Déjà, en juillet dernier, mon prédécesseur Jacques Bompard interpellait le ministre de la Culture sur cette problématique. « A l’heure où 62% des enfants âgés entre 4 et 14 ans vivent dans un foyer équipé d’au moins quatre écrans et pratiquent en moyenne douze activités connectées », il est urgent de favoriser le sevrage vis-à-vis des écrans », avait-il alors souligné à Françoise Nyssen.

Et de fait: face à l’écran, l’enfant s’enferme en lui-même et risque de se développer dans un complet repli sur lui-même. Nicole Garret, responsable du centre nantais de la parentalité, indiquait à cet égard que les « écrans [participaient] pour les moins de 3 ans à une aggravation des comportements spécifiques d’autisme ». Le sevrage contribue à l’inverse à atténuer les troubles autistiques remarqués, dans l’éventualité où ils sont pris à temps.
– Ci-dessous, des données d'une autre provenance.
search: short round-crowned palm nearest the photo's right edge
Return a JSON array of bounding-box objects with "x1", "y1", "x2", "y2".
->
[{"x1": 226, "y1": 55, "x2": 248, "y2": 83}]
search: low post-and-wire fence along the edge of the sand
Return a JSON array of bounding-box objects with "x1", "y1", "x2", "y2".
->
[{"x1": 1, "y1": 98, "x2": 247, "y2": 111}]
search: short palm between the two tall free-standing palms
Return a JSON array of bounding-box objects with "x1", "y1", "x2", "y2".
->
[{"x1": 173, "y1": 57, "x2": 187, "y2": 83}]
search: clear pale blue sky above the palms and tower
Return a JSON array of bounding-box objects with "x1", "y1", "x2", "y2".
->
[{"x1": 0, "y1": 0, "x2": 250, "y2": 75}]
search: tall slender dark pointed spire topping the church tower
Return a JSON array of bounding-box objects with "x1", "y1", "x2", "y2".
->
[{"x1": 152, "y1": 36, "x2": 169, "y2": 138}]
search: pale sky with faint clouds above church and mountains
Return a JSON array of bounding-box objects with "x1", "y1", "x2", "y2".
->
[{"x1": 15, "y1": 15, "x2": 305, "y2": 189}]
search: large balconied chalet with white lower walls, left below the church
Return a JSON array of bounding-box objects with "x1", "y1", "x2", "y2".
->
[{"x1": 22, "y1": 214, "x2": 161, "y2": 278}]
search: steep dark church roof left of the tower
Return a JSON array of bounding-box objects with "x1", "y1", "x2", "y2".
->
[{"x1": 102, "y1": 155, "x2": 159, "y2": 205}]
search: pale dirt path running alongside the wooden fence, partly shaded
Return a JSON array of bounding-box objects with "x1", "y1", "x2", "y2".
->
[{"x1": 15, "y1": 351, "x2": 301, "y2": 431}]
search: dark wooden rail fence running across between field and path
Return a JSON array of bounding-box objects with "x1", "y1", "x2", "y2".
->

Alors que la surexposition aux écrans évolue de façon alarmante, les recherches trop modestes menées à son sujet doivent inquiéter le ministère. Encourager la recherche indépendante dans ce domaine doit permettre de prévenir les cas de subordination des enfants aux écrans. Hélas, il est à craindre que la rue de Valois reste, comme elle en a pris l’habitude, une grande muette.